A United Nations Refugee Agency (UNHCR) representative in Turkey said on Tuesday that the comprehensive legal framework in the country facilitates the international organization's investment for refugees in different areas.
Speaking at an event in Ankara, jointly organized by the Research Center on Asylum and Migration (İGAM) and the Turkish Journalist Association (TGC), Katharina Lumpp, UNHCR Turkey representative, stressed Turkey's position as the largest refugee host country.
Lumpp said that the country very proactively engages in the process of global consultation on refugees.
She also drew attention to the drastic increase in the number of refugees, especially in the last five years, saying that 68 million are displaced globally due to conflicts, civil wars and human rights violations.
Turkey hosts the largest number of refugees worldwide, with 3.5 million people, the majority being those who fled the Syrian civil war.
Lumpp praised Turkey's legislation and system and its efforts in various areas including education, healthcare and social services toward refugees, adding that many of practices of Turkey on refugees provided "a significant input in diplomatic consultations."
"Turkey has, unlike many large refugee-host countries, a comprehensive legal framework for temporary and international protection [for refugees]. It has been working progressively as it is a very young legislation adopted in 2014," she said.
In April 2013, Turkey's first ever asylum law, the Law on Foreigners and International Protection, was endorsed by the Parliament and entered into force on April 11, 2014. The law sets out the main pillars of Turkey's national asylum system and established the Directorate General of Migration Management (DGMM) as the main entity in charge of policy making and proceedings for all foreigners in Turkey.

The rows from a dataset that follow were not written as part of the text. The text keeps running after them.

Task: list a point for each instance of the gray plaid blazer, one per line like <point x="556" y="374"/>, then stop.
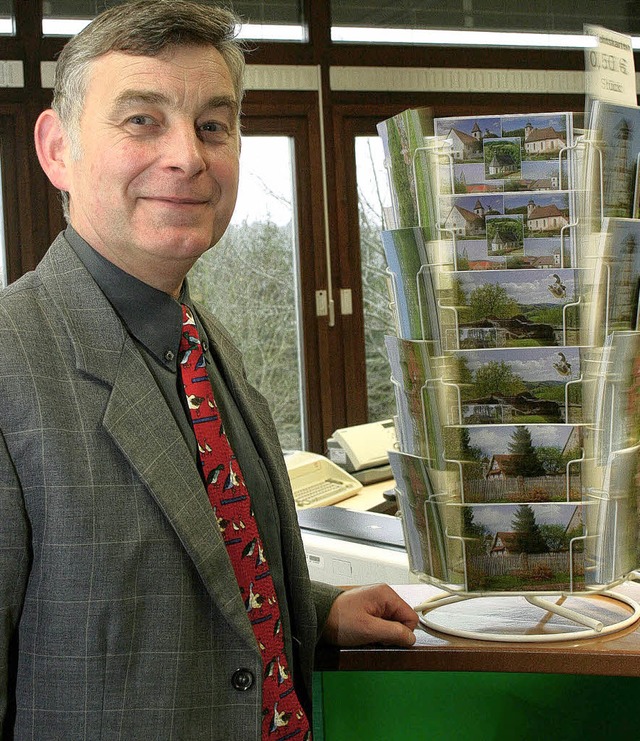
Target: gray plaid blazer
<point x="120" y="613"/>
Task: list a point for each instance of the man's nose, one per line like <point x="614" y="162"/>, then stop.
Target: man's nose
<point x="184" y="150"/>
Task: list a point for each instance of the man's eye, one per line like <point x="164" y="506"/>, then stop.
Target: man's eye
<point x="141" y="120"/>
<point x="213" y="127"/>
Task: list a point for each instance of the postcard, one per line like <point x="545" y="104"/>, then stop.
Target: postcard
<point x="414" y="374"/>
<point x="517" y="463"/>
<point x="483" y="154"/>
<point x="613" y="304"/>
<point x="612" y="158"/>
<point x="523" y="547"/>
<point x="613" y="552"/>
<point x="516" y="386"/>
<point x="405" y="139"/>
<point x="508" y="230"/>
<point x="424" y="513"/>
<point x="413" y="283"/>
<point x="509" y="308"/>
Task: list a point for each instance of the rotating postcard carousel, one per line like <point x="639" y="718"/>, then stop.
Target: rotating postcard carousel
<point x="515" y="365"/>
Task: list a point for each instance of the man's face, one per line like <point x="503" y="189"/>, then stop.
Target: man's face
<point x="156" y="182"/>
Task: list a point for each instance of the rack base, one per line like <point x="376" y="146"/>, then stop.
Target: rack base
<point x="529" y="618"/>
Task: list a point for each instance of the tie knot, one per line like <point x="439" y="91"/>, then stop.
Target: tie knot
<point x="189" y="337"/>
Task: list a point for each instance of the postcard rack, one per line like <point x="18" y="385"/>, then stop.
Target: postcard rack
<point x="510" y="484"/>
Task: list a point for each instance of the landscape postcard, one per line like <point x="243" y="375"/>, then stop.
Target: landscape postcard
<point x="424" y="513"/>
<point x="516" y="386"/>
<point x="416" y="390"/>
<point x="509" y="308"/>
<point x="413" y="293"/>
<point x="517" y="463"/>
<point x="523" y="547"/>
<point x="614" y="304"/>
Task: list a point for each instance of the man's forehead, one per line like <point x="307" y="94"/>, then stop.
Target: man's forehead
<point x="202" y="66"/>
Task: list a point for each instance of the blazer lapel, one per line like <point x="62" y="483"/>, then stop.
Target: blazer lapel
<point x="142" y="425"/>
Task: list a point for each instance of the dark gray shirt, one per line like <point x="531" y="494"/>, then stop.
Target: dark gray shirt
<point x="154" y="321"/>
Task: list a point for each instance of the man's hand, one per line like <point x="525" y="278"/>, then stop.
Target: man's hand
<point x="374" y="614"/>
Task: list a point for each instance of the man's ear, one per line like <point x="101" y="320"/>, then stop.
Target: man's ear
<point x="52" y="147"/>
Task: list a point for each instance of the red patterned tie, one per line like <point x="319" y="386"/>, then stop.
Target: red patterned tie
<point x="282" y="714"/>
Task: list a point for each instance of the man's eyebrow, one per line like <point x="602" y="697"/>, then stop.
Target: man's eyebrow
<point x="129" y="98"/>
<point x="223" y="101"/>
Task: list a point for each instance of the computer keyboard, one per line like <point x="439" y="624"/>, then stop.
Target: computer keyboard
<point x="322" y="493"/>
<point x="317" y="481"/>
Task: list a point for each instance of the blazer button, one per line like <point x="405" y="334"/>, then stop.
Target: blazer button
<point x="242" y="680"/>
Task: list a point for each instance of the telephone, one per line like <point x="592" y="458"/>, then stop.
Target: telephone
<point x="316" y="481"/>
<point x="362" y="446"/>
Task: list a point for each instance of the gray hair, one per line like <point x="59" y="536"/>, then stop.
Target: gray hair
<point x="141" y="28"/>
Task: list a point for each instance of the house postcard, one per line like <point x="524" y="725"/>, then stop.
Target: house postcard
<point x="509" y="308"/>
<point x="503" y="464"/>
<point x="494" y="231"/>
<point x="516" y="386"/>
<point x="484" y="154"/>
<point x="522" y="547"/>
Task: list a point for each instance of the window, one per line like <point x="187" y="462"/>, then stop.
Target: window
<point x="273" y="21"/>
<point x="7" y="25"/>
<point x="249" y="280"/>
<point x="373" y="198"/>
<point x="549" y="16"/>
<point x="3" y="252"/>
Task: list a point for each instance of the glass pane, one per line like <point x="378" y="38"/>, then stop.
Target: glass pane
<point x="249" y="280"/>
<point x="373" y="198"/>
<point x="559" y="16"/>
<point x="280" y="20"/>
<point x="7" y="25"/>
<point x="4" y="280"/>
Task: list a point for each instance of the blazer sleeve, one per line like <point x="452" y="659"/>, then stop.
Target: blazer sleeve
<point x="15" y="559"/>
<point x="324" y="596"/>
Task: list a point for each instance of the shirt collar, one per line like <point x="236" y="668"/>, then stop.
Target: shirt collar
<point x="152" y="316"/>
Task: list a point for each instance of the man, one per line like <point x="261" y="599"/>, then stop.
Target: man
<point x="125" y="613"/>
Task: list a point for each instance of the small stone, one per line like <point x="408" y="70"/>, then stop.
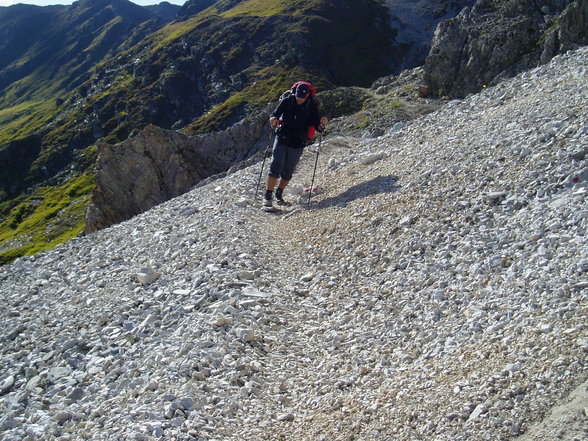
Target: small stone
<point x="146" y="276"/>
<point x="7" y="384"/>
<point x="288" y="417"/>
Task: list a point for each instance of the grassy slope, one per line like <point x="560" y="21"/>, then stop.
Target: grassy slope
<point x="24" y="221"/>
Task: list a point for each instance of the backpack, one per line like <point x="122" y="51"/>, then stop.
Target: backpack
<point x="292" y="91"/>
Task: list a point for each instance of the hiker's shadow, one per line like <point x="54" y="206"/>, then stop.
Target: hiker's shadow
<point x="381" y="184"/>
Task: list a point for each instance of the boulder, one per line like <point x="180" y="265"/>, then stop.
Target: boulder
<point x="157" y="165"/>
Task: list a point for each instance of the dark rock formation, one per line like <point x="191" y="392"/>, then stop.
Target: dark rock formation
<point x="569" y="32"/>
<point x="159" y="164"/>
<point x="495" y="39"/>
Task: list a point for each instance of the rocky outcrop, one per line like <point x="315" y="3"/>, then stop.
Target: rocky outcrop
<point x="159" y="164"/>
<point x="495" y="39"/>
<point x="570" y="31"/>
<point x="415" y="22"/>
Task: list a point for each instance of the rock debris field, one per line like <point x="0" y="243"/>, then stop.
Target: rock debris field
<point x="436" y="289"/>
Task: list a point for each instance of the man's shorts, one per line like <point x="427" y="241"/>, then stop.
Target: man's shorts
<point x="284" y="161"/>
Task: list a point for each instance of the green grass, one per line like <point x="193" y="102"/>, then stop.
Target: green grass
<point x="45" y="219"/>
<point x="265" y="89"/>
<point x="24" y="119"/>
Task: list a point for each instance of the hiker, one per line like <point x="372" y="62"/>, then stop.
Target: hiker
<point x="295" y="114"/>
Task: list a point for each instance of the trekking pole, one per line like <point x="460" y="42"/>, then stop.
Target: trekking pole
<point x="263" y="163"/>
<point x="315" y="164"/>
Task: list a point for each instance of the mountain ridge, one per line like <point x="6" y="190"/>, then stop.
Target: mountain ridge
<point x="164" y="82"/>
<point x="435" y="288"/>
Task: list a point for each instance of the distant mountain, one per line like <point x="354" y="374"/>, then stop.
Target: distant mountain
<point x="102" y="70"/>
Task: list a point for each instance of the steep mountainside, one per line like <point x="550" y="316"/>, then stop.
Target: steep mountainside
<point x="436" y="289"/>
<point x="204" y="72"/>
<point x="497" y="38"/>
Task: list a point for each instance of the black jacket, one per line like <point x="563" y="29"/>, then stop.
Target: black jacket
<point x="295" y="120"/>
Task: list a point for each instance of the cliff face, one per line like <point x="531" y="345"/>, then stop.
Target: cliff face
<point x="159" y="164"/>
<point x="496" y="39"/>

Turkey also adopted the Temporary Protection Regulation on Oct. 22, 2014, which sets out the rights and obligations along with procedures for those who are granted temporary protection.
Since then, refugee children were given the right to attend public schools in Turkey and refugees gained the right to work legally.
Also, since 2013, health care services have been provided for Syrians all over the country.
Lumpp added that these regulations allow U.N. agencies and donor countries and partners to support the "system" when assisting refugees.
"It is also strengthening the national system and capacities in education, health care and social services," she said.
Highlighting the importance of Turkey's efforts on a registration and identification system for Syrians and others in the country seeking protection, Lumpp said that another aspect that Turkey has also promoted "very strongly" is its investment in refugees wanting access to higher education.
"One important aspect, which is maybe something not so visible here, is that Turkey is one of the few host countries that deliberately prioritizes investment in higher education by providing university scholarships to refugees. Normally, only about 1 percent of the refugee population globally has access to university education. In Turkey, it is 3-4 percent," she said.